Step 3: Deploy the Custom Model

  1. Once the model is registered, navigate to Custom Models > Deploy Model.
  2. Select the registered model from Step 2.
  3. Choose an Instance type (e.g., ml.g5.2xlarge).
  4. Set Auto-scaling policies (optional).
  5. Click Deploy and wait until the model becomes active.

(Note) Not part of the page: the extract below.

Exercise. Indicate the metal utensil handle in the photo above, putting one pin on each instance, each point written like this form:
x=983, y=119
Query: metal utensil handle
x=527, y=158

Configuring RAG Server to Use SageMaker or Bedrock

Environment Variables for RAG Server

For SageMaker:

EMBEDDINGS_PROVIDER=sagemaker  
EMBEDDINGS_PROVIDER_REGION=<AWS_SageMaker_Region>
EMBEDDINGS_PROVIDER_API_ENDPOINT=<SageMaker_Endpoint_URL>
EMBEDDINGS_MODEL_NAME=<Custom_Bedrock_Model_ID>

For Bedrock (Custom Model):

EMBEDDINGS_PROVIDER=bedrock  
EMBEDDINGS_PROVIDER_REGION=<AWS_Region>
EMBEDDINGS_MODEL_NAME=<Custom_Bedrock_Model_ID>

Configuring LLM Server to Use SageMaker or Bedrock

Environment Variables for LLM Server

For SageMaker:

LLM_PROVIDER=sagemaker  
LLM_PROVIDER_API_ENDPOINT=<SageMaker_Endpoint_URL>
LLM_PROVIDER_REGION=<AWS_SageMaker_Region>

For Bedrock (Custom Model):

LLM_PROVIDER=bedrock  
LLM_PROVIDER_REGION=<AWS_Region>
LLM_MODEL_NAME=<Custom_Bedrock_Model_ID>

Testing the Deployment

For SageMaker

  1. Go to Endpoints in SageMaker.
  2. Select the deployed endpoint and navigate to Test endpoint.
  3. Upload a JSON request with text data for AI processing.
  4. Click Invoke and verify the response.

For Bedrock

  1. Use the AWS SDK or CLI to invoke the custom model:

    aws bedrock-runtime invoke-model \
    --model-id <Custom_Bedrock_Model_ID> \
    --content-type application/json \
    --body '{"prompt": "Hello, how can I help you?"}'
  2. Verify the model response.

Conclusion

You have successfully deployed the NudgeBee AI model on AWS SageMaker and AWS Bedrock (Custom Model), configuring both the RAG server and LLM server to interact with the selected platform.